With the Google URL removal tool, you can either remove a specific URL or all URLs starting with a certain prefix in one go. Requests created with the Search Console URL removal tool are always kept in a list, allowing for retrospective checks and control.

How to Use Google URL Removal Tool?

To use the URL Removal tool in Google Search Console for removing URLs from the index, follow these steps:

Open Google Search Console and navigate to the Index Reports section.
Click on the URL Removal tool located under the Index Reports.
Click on the “New Request” button that appears.
Enter the URL you wish to remove in the required field.
You then have the option to remove just this specific URL or all URLs that start with this prefix.

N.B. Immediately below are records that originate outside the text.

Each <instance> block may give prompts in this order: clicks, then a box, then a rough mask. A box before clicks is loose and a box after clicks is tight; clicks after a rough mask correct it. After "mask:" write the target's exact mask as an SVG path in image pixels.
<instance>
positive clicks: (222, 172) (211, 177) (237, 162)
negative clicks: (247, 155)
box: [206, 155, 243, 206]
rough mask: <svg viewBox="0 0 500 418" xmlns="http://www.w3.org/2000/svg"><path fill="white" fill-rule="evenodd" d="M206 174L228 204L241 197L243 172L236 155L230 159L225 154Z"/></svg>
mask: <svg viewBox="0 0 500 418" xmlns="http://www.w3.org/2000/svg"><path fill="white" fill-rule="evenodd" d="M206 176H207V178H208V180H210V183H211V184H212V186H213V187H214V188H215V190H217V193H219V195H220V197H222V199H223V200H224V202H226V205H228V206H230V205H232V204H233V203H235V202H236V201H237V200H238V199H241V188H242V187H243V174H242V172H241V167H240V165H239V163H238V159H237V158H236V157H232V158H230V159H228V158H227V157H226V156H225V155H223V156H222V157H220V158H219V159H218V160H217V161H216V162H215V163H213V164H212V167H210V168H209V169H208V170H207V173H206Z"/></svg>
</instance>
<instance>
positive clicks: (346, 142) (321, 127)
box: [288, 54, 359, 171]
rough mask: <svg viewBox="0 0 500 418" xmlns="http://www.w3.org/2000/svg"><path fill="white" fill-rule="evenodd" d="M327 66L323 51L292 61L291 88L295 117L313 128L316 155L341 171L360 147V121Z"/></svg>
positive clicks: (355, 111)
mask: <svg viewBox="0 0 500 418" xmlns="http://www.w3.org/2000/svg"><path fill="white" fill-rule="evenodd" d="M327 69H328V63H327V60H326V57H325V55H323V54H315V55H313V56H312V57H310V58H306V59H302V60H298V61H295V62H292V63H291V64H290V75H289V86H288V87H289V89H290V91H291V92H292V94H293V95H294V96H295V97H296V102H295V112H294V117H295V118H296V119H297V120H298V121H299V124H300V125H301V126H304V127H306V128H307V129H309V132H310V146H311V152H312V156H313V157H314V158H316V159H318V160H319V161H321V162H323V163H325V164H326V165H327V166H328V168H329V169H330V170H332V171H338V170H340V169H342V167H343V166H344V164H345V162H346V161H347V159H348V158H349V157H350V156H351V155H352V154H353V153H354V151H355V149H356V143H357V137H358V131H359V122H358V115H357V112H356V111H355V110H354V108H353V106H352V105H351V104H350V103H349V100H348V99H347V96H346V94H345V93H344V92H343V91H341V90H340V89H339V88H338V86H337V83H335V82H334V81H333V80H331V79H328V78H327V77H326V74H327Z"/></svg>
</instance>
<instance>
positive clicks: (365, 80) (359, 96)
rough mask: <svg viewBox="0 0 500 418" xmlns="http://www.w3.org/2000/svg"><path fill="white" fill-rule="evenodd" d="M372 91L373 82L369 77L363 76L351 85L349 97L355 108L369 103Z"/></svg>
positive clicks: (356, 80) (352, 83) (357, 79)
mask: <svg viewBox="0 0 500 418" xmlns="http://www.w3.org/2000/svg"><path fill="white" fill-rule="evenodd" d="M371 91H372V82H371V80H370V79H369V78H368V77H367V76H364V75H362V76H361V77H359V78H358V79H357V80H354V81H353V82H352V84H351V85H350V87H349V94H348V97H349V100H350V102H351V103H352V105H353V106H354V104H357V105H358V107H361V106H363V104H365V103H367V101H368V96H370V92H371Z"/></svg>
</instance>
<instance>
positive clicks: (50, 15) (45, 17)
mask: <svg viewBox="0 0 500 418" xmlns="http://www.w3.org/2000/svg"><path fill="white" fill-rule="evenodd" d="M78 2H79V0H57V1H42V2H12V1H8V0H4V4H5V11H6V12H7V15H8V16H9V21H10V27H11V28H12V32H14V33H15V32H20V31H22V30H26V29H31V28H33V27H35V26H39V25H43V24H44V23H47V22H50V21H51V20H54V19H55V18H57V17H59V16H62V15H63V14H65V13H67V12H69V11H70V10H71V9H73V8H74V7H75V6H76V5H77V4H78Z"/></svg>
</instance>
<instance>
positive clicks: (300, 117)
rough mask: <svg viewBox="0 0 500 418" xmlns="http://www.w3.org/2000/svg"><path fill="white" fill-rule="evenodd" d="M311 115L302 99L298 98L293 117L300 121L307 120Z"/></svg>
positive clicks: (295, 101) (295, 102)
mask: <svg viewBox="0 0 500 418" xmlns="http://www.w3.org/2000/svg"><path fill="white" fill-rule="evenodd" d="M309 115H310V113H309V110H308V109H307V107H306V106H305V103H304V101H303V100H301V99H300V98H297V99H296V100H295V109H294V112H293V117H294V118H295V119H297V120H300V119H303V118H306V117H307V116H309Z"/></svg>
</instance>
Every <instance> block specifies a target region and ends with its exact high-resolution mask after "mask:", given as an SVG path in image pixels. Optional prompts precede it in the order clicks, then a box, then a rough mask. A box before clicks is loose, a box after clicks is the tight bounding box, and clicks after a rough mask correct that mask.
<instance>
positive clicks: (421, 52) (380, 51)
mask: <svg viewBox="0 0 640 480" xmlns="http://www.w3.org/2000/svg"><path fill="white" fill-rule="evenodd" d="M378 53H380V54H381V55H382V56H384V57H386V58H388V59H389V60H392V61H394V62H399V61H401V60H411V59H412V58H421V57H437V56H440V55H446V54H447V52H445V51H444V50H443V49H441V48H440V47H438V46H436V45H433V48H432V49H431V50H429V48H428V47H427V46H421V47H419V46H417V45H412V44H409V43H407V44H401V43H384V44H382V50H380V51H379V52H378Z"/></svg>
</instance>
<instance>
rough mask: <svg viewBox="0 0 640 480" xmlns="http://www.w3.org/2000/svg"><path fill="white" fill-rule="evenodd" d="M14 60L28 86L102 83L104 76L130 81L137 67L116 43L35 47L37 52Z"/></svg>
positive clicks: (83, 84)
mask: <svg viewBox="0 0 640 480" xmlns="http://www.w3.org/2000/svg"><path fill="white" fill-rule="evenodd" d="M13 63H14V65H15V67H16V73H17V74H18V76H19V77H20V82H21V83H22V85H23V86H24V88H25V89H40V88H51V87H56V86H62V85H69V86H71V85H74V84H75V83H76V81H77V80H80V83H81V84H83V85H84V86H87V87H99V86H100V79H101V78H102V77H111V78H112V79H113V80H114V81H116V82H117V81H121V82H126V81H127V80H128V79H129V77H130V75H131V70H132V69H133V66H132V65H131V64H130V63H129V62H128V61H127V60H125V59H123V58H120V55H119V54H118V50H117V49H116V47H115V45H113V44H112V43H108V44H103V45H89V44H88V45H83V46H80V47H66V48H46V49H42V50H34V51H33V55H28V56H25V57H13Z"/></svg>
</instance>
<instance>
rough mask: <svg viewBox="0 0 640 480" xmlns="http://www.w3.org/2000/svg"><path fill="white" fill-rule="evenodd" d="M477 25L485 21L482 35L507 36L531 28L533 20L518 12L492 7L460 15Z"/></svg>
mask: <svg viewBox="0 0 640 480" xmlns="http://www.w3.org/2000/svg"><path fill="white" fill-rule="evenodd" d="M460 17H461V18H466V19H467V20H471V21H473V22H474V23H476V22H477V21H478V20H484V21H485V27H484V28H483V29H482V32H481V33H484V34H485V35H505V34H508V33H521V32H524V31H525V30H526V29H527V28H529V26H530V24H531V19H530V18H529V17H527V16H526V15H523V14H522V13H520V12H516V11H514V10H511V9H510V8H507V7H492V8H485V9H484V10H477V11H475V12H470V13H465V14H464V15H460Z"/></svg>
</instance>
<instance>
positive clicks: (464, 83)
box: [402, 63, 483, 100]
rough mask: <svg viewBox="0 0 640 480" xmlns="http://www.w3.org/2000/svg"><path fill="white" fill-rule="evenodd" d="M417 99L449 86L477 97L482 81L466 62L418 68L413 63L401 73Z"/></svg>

google url kaldirma araci nasil kullanilir

Why It’s Important to Check Index Reports to Optimise Google Crawl Budgets

Checking the index reports in Google Search Console is crucial for optimizing your site’s crawl budget for several reasons:

Identification of Non-Beneficial URLs: Regularly reviewing the data in Google index reports helps identify URLs that should not be crawled and do not provide any benefit when crawled. Addressing these index errors and excluding non-beneficial URLs directly impacts the crawl budget by ensuring Google’s crawlers spend their resources on content that matters.
Removal of 404 Error Pages: By removing URLs that return a 404 error from the index and preventing them from being recrawled, you free up crawl budget for more important pages on your site that need to be indexed or updated. This ensures that valuable site content has a higher chance of being crawled and indexed efficiently.
Handling of Old and Redirected URLs: Managing old URLs and those that return a 301 redirect by preventing their recrawling and removing them from the index can significantly save crawl budget. This allows Google’s crawlers to focus on current and relevant content rather than wasting resources on outdated or permanently moved pages.

In summary, effectively managing your crawl budget through diligent monitoring and maintenance of index reports in Google Search Console helps improve your site’s visibility and indexing efficiency. This approach ensures that the most important content is prioritized for crawling and indexing, enhancing your site’s SEO performance.